En el caso del niño el valor es enorme, pues además de mantenerlo en buen peso y estatura, lo ayuda a relacionarse con otros niños y adultos, le enseña valores así como liderato y trabajo en equipo. Lo ayuda a dormir y descansar mejor y hasta alimentarse bien. Sin embargo, es importante tener varias cosas en mente antes de que tu niño comience en un programa activo de deportes.  

La edad y el desarrollo físico y mental de tu hijo, determina cuál es la mejor actividad física él. Los niños pequeños y preescolares (menores de 5 años) están comenzando a dominar muchos movimientos básicos y destrezas, pero son demasiado jóvenes para la mayoría de los deportes organizados. Los niños pequeños que participan en deportes organizados, generalmente, no obtienen ninguna ventaja a largo plazo en términos de rendimiento deportivo cuando sean mayores. Por ello, en esta etapa las actividades físicas más recomendadas son: correr, brincar, ya sea solo o en competencia, lanzar bolas, y nadar, ya sea en distancia o en competencia.

Entre 6 a 9 años, ya tienen más destrezas de atención y de seguir instrucciones, aunque cada niño es diferente. El fútbol o balompié ofrece una oportunidad de correr en un área grande con la destreza de patear la bola, algo que en el niño es innato. Muchos padres se frustran cuando le regalan una bola de baloncesto al niño y lo primero que hace es patearla. El baloncesto, el voleibol, el tenis y la pelota pueden comenzarse en esta etapa, así como el atletismo organizado. Te aconsejo que busques a un entrenador que no sobreenfatice en la competencia o en ganar a toda costa, sino en enseñar y practicar individualmente, pues cada niño madura y se desarrolla diferente. Si lo matriculas en artes marciales, no debe combatir  contra otro niño, por lo menos, hasta los 9 a 10 años.

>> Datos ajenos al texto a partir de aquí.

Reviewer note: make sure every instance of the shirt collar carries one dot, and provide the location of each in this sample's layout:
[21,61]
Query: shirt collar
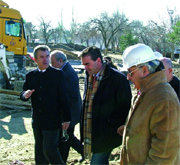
[41,70]
[64,65]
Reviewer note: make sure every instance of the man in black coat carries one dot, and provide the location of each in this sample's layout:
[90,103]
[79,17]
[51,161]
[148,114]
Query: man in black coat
[106,103]
[50,111]
[59,60]
[172,79]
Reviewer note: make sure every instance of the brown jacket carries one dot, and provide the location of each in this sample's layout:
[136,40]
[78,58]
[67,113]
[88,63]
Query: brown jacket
[152,132]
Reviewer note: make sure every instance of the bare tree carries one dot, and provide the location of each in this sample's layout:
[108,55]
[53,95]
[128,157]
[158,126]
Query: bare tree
[109,26]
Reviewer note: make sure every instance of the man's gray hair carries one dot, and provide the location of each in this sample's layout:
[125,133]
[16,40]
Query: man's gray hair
[42,48]
[59,55]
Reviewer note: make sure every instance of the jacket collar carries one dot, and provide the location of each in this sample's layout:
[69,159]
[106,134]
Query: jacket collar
[152,80]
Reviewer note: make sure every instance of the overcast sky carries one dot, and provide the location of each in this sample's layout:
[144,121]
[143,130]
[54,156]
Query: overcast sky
[142,10]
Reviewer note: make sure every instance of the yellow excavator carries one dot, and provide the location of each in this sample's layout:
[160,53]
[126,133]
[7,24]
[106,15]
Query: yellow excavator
[13,46]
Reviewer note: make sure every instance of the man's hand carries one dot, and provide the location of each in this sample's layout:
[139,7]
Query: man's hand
[65,125]
[28,93]
[120,130]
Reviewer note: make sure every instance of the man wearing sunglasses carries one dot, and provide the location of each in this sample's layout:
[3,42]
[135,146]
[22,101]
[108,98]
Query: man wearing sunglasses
[106,103]
[151,134]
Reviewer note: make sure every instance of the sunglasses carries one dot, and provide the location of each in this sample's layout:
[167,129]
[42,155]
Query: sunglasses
[131,73]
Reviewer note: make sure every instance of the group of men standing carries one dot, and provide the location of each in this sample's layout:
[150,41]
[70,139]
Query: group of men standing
[151,131]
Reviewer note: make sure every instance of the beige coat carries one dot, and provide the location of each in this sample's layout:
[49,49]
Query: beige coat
[152,132]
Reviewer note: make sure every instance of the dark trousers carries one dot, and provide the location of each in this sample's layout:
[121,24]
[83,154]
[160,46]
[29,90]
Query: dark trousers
[46,146]
[73,142]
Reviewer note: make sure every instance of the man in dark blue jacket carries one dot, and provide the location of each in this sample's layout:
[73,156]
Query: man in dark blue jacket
[59,60]
[106,103]
[45,86]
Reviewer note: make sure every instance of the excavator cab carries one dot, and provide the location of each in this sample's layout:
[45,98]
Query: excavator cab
[13,39]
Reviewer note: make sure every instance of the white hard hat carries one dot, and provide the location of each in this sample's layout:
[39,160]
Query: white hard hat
[158,55]
[137,54]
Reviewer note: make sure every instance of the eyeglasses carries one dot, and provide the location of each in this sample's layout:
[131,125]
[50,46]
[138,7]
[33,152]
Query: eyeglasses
[65,136]
[131,73]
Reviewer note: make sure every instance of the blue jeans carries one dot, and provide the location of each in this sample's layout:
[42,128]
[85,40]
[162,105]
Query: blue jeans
[100,158]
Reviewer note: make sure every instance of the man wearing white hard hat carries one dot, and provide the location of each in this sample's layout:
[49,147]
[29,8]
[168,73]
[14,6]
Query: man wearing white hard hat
[152,131]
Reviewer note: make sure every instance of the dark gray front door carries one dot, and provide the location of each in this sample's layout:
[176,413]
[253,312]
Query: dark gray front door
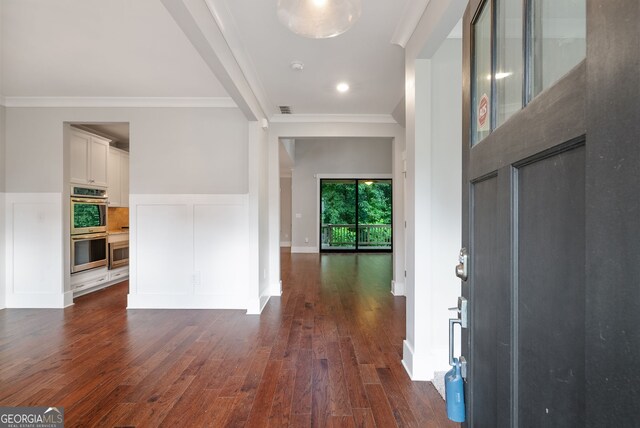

De 10 a 12 años, los niños tienen una visión más madura y su capacidad de comprender y recordar estrategias deportivas es mejor. Estos niños suelen estar listos para practicar los deportes de habilidades complejas, como: fútbol, baloncesto, béisbol y voleibol en equipo y con estrategias o patrones. A veces, si el crecimiento es acelerado, puede que el niño tenga dificultad en mantener el balance o tener traspiés al correr o brincar, no te desesperes.

En los deportes de contacto, recomiendo que se comiencen luego de la pubertad, ya que el cerebro está más protegido y se puede canalizar la agresividad mejor; siempre bajo supervisión de una persona capacitada. Las lesiones en el boxeo y el fútbol americano pueden ser permanentes y severas.

Debido a que cada niño se desarrolla según su velocidad, no te desesperes si tu hijo pierde interés. Aliéntalo para que practique en la casa y siga las actividades que estén relacionadas a ese deporte, para cuando vaya a las prácticas o a un juego, no esté rezagado y no se frustre. Intenta que vea algún partido o juego del deporte le interese.  Participa con él en la actividad, ya sea en las gradas o dentro de la cancha, y evalúa al entrenador y sus acciones tanto dentro como fuera de la cancha, para que sea un modelo positivo para el niño.